The afternoon was longer than the morning. Once Laura said, “I thought we were going west.”
“We are going west, Laura,” Pa said, surprised.
“I thought it would be different,” Laura explained.
“Just you wait till we get out beyond settled country!” said Pa.
Once Carrie sighed, “I'm tired.” But she straightened up quickly and said, “Not so very tired.” Carrie did not mean to complain.
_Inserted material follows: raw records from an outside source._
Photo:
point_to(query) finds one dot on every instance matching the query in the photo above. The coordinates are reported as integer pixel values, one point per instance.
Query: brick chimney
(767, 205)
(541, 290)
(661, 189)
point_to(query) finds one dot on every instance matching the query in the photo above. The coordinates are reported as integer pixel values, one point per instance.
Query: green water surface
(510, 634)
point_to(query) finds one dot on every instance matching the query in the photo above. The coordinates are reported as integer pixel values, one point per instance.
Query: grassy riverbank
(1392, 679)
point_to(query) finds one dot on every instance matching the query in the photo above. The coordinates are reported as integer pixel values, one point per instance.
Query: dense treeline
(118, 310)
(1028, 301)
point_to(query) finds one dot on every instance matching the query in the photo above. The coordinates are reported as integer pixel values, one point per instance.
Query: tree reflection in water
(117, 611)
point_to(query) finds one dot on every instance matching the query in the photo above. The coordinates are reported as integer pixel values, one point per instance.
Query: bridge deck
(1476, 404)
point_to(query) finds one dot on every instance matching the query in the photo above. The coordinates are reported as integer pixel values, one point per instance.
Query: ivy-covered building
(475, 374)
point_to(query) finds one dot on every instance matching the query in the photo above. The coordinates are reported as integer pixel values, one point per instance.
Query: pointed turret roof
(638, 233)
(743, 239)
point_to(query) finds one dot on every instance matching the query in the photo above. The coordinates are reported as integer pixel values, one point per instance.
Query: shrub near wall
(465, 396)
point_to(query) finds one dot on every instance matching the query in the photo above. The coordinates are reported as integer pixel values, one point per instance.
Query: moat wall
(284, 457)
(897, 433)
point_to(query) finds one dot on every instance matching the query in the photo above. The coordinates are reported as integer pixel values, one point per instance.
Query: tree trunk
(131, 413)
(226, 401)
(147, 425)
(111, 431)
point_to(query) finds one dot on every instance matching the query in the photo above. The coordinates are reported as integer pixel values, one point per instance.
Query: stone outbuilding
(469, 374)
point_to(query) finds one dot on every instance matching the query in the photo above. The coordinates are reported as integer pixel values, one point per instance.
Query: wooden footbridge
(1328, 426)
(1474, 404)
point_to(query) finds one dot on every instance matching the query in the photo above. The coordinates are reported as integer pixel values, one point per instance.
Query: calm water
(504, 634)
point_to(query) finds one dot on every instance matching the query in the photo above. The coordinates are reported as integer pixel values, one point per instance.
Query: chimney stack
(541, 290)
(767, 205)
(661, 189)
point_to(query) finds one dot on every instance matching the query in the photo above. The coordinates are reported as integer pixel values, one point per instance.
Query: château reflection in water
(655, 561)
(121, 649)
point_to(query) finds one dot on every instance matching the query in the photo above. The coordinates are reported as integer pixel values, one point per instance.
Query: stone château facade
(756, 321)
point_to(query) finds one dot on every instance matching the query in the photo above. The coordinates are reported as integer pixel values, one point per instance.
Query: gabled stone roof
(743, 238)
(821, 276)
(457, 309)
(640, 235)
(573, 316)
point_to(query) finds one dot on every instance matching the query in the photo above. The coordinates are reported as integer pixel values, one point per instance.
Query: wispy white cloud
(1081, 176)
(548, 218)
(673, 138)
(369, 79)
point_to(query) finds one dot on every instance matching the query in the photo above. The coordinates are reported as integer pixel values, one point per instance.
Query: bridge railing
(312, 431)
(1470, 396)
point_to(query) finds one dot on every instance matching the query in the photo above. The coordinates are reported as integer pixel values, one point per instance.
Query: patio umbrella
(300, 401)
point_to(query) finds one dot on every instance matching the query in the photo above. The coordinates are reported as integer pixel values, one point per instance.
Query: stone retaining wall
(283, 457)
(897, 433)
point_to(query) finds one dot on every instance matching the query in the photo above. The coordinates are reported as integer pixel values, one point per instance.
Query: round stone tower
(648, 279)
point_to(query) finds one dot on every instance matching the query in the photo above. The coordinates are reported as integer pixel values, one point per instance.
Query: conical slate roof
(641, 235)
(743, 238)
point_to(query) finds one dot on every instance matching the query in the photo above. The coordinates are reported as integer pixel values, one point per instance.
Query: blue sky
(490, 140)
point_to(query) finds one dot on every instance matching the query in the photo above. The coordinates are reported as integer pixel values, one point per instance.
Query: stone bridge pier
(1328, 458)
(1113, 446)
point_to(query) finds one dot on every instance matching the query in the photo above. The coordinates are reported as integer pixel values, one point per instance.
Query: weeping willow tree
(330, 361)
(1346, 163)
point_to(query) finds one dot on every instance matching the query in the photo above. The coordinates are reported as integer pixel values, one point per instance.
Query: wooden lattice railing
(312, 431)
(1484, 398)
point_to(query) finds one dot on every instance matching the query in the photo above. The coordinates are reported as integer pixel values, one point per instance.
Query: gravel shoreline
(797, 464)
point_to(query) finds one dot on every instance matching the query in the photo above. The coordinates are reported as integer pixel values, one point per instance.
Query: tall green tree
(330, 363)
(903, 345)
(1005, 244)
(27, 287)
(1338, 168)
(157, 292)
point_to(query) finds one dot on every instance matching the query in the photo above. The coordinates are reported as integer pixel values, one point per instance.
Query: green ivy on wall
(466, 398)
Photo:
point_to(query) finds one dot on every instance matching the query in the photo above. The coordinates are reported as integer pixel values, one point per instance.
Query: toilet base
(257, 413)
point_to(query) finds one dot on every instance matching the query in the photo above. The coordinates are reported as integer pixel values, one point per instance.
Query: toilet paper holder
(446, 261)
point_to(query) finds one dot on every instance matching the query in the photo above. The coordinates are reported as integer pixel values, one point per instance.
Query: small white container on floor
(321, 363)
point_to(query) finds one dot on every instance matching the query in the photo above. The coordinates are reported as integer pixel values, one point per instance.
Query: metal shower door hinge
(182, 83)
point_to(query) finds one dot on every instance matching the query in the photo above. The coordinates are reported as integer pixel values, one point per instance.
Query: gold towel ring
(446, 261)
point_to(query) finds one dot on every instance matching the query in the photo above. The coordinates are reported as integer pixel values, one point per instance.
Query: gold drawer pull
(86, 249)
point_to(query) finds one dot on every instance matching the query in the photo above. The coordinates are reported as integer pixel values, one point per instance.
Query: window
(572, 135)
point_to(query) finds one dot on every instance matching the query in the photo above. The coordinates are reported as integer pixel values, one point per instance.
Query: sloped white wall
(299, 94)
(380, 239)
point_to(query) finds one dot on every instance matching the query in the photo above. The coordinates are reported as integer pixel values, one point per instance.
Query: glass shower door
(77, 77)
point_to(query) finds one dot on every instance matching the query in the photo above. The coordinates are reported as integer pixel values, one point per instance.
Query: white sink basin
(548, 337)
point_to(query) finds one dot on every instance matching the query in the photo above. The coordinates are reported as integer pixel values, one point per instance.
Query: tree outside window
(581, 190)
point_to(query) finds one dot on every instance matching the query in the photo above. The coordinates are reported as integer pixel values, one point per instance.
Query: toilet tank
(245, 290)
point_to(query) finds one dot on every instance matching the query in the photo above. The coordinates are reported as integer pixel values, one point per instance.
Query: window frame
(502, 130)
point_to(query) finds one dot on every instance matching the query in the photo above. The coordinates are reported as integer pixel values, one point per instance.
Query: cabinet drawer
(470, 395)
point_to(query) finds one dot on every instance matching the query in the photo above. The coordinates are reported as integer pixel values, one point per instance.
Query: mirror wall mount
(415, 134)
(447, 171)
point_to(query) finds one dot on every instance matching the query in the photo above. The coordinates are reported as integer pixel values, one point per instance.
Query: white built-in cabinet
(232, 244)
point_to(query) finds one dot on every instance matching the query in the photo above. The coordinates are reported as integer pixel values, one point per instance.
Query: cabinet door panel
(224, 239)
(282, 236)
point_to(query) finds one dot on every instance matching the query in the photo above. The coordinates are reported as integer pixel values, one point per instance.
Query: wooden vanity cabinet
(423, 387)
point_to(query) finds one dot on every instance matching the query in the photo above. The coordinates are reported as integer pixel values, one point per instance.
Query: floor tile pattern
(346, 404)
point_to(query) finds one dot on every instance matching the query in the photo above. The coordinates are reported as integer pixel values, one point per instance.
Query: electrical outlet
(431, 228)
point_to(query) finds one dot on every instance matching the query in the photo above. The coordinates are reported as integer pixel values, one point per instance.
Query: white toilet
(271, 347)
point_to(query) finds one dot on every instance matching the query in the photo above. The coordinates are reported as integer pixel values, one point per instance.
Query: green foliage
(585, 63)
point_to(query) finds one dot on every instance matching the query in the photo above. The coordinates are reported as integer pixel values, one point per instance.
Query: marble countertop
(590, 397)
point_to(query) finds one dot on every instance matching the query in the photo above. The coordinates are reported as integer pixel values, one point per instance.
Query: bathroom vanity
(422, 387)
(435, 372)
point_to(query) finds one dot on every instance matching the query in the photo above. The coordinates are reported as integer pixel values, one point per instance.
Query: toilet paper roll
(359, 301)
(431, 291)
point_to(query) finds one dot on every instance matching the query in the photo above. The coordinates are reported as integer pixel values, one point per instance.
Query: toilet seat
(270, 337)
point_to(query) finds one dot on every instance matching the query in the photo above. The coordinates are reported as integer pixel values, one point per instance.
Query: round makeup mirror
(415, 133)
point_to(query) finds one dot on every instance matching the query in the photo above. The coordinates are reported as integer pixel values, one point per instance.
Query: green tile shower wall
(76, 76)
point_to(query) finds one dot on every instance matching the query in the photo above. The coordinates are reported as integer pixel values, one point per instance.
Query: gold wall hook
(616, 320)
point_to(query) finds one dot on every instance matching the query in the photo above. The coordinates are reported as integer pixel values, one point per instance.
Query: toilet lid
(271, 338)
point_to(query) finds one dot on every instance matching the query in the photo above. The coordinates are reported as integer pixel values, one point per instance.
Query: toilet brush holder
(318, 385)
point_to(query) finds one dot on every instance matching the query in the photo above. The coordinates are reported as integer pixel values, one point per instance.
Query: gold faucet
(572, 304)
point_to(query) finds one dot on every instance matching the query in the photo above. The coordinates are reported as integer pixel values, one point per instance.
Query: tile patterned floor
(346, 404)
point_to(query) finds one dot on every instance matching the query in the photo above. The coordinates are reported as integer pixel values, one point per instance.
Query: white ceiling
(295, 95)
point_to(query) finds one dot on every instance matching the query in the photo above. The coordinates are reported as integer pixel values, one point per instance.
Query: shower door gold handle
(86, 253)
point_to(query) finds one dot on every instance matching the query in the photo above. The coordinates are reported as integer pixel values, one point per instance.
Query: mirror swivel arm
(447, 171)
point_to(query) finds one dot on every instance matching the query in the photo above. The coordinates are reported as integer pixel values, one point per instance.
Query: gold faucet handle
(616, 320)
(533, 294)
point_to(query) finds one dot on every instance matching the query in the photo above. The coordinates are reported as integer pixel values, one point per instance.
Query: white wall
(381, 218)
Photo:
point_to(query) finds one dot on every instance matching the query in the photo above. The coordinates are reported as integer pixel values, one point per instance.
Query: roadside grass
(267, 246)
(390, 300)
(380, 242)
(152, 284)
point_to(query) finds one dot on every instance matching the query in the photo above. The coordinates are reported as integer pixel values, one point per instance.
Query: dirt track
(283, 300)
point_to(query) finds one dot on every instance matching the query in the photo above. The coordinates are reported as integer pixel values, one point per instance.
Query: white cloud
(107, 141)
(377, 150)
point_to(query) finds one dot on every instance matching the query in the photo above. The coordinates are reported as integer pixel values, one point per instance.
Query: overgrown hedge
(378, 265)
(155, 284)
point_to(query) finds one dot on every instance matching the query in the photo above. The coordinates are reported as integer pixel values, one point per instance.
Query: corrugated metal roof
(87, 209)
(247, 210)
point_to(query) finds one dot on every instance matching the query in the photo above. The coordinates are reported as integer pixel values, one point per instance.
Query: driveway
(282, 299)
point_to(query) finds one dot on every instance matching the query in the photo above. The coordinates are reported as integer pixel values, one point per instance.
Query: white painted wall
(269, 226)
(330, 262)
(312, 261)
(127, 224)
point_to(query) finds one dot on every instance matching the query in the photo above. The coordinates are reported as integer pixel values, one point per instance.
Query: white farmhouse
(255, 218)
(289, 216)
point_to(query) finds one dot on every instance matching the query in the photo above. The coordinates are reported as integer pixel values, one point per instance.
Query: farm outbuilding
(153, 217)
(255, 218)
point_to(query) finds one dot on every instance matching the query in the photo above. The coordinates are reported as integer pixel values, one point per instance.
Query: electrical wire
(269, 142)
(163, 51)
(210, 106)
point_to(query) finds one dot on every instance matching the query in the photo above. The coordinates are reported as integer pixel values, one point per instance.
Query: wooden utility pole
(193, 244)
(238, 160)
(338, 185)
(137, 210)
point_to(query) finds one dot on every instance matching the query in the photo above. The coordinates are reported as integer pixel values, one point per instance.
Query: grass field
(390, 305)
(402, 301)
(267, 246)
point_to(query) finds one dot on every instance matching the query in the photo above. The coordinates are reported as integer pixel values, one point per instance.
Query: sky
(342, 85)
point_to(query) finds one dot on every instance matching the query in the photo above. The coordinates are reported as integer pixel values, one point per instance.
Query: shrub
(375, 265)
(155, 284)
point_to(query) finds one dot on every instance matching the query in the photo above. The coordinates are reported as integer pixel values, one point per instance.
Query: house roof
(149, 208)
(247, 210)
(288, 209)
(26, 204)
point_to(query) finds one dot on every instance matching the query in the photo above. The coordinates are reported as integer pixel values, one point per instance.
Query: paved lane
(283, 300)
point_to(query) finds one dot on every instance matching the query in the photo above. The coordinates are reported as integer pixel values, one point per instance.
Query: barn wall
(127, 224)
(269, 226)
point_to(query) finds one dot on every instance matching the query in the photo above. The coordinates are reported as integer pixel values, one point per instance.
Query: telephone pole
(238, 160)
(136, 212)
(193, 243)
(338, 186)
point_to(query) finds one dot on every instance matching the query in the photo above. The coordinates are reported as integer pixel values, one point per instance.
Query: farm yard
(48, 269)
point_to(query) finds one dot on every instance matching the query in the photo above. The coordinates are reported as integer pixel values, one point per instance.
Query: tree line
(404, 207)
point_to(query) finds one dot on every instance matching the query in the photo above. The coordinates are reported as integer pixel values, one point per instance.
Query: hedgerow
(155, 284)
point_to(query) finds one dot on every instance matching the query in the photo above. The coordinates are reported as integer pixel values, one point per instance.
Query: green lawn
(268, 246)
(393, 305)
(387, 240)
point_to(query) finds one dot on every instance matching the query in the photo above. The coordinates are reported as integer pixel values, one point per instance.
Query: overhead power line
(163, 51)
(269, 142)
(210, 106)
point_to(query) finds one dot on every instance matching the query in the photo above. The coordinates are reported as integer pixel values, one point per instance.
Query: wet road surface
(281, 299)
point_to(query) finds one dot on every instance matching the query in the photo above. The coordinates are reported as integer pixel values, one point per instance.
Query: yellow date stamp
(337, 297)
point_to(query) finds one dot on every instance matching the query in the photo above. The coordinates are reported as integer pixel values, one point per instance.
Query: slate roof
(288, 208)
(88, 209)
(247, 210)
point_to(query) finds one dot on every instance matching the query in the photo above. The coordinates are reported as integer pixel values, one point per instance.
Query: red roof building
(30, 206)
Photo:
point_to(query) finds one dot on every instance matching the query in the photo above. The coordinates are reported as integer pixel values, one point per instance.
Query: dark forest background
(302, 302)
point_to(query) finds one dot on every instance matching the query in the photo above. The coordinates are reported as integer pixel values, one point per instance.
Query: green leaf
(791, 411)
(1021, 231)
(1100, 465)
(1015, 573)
One little jolt is nothing at all. They had hardly noticed two miles and a half of little jolts when they rode to town from Plum Creek. But all the little jolts from sunrise to noon, and then all the little jolts from noon to sunset, are tiring.
Dark came, and still the horses plodded on, and the wheels kept turning and the hard board went on jar-ring. Stars were overhead. The wind was chilly. They would all have been asleep if the jolting board had let them sleep. For a long time nobody said anything.
Then Pa said, “There's the light of the shanty.”
Far ahead there was a little twinkle on the dark land. The stars were larger but their light was cold.
The tiny twinkle was warm.
“It's a little yellow spark, Mary,” Laura said. “It's shining from far away in the dark to tell us to keep on coming, there's a house there, and folks.”
“And supper,” said Mary. “Aunt Docia's keeping supper hot for us.”
Very slowly the light twinkled larger. It began to shine steady and round. After a long time it was square cornered.
“You can see it's a window now,” Laura told Mary.
“It's in a long, low, house. There are two other long, low dark houses in the dark. That's all I can see.”